Check out the new USENIX Web site. next up previous
Next: Related Work Up: Integrating Content-Based Access Mechanisms Previous: Multiple Semantic Mount Points

   
Implementation and Performance

We implemented HAC on top of a UNIX file system (SunOS) using Glimpse as the default CBA mechanism [mw:94]. Our prototype contains about 25,000 lines of C code. It was implemented as a dynamically linked library (DLL) which can be accessed by all user-level applications. No kernel modifications were used. This made the design easier to experiment with, easier to port, and easier to convince people to use it. The obvious disadvantage is a penalty in performance compared to a native UNIX file system, but as we will show, it is a small penalty. We start with a brief overview of the implementation.

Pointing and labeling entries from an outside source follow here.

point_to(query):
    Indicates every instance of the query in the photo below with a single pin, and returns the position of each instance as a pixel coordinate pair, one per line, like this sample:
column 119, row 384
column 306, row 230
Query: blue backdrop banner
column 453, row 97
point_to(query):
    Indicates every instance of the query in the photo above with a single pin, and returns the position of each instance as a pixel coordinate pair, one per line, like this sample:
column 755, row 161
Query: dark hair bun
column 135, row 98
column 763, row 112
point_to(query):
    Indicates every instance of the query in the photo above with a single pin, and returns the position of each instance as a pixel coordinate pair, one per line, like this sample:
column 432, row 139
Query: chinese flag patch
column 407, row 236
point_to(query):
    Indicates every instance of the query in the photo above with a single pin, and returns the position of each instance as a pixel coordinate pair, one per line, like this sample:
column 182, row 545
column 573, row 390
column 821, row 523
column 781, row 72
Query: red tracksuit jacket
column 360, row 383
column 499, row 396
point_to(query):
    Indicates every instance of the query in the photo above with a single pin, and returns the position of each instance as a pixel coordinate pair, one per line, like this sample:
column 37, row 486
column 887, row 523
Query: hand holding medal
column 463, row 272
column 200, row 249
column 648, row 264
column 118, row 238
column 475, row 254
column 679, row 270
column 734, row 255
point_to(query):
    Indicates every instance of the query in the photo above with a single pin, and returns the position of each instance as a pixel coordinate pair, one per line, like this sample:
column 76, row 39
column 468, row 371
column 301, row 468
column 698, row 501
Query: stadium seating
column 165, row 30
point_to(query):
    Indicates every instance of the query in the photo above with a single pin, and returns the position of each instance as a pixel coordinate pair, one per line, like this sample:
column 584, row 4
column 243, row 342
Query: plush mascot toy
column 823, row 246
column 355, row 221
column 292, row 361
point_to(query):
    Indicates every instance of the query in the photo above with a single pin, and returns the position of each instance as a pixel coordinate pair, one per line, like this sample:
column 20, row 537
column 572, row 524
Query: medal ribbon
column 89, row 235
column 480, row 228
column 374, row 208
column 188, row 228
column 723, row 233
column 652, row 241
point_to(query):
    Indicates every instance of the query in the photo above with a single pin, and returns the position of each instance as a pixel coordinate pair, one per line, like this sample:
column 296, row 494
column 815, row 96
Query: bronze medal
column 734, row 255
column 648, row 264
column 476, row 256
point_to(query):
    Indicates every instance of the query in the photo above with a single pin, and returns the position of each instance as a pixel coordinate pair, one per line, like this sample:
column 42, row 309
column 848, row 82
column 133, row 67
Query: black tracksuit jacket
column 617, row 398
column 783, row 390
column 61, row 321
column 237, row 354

HAC allows users to define their own personal name spaces (i.e., a personal file system). HAC uses this name space to resolve the users' path names and evaluate their queries. This name space exists within a directory in the UNIX file system. HAC intercepts all file system calls that access this directory or its contents, and provides a transparent interface to all applications. Well-known file system commands, such as cd, ls, mkdir, mv, rm, etc., can be used to access and manipulate objects in the file system in the usual way. HAC also provides additional commands that manipulate queries and semantic directories. These are for the most part intuitive extensions of regular file system commands. For example, smkdir creates a semantic directory, smv modifies the query of a directory and sreadln retrieves it, scat accepts a symbolic link in a semantic directory and returns the information in the corresponding file that matches the query of the directory, smount defines new syntactic and semantic mount points, and ssync re-evaluates the queries of all the directories that directly or indirectly depend on a given directory.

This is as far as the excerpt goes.